From what I can tell, WWSU today is playing indie rock and other styles--everything from country to speed metal. It just depends on what DJ is on the air. Most of the time, it's pretty good stuff. I usually catch a good mix of indie rock contemporaries and classics. But occasionally, I'm wondering if the DJ is taking any prescription medication (like the other day when I heard the DOOBIE BROTHERS, followed by some speed metal act--what the fuck?). When there's no DJ, they're apparently automated, and it seems that the automation plays mostly contemporary indie rock. But this is all guesswork based on the few times I've tuned in over the past few months and from reading the WWSU Wikipedia entry (the pathetic WWSU web site is a marvel of brevity, containing no information about the station's programming or personnel -- and the listening link was broken last time I checked).
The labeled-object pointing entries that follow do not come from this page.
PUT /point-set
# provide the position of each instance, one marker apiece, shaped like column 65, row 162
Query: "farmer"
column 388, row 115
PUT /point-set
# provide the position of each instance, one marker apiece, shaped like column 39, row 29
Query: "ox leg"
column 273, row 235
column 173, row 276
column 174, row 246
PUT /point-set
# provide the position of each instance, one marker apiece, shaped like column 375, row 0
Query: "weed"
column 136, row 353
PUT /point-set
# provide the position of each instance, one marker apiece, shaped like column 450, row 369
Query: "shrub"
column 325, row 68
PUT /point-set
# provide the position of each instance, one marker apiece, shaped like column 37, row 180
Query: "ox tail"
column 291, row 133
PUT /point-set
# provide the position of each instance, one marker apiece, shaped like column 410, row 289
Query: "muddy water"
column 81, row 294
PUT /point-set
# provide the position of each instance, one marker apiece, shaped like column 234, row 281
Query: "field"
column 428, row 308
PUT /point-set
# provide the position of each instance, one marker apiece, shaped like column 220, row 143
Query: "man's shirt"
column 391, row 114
I like to think that WWSU is just as fun and interesting a place to work now as it was then. But honestly for music listening, I'm an XM satellite radio man now. Between Fungus 53 (punk channel) and XMU (newer indie rock channel), I hear far better music programming than any terrestrial radio station I know of. And if I'm feeling nostalgic for the old days, XM's channel Fred plays a mix that I would swear was ripped right from WWSU playlists circa 1989.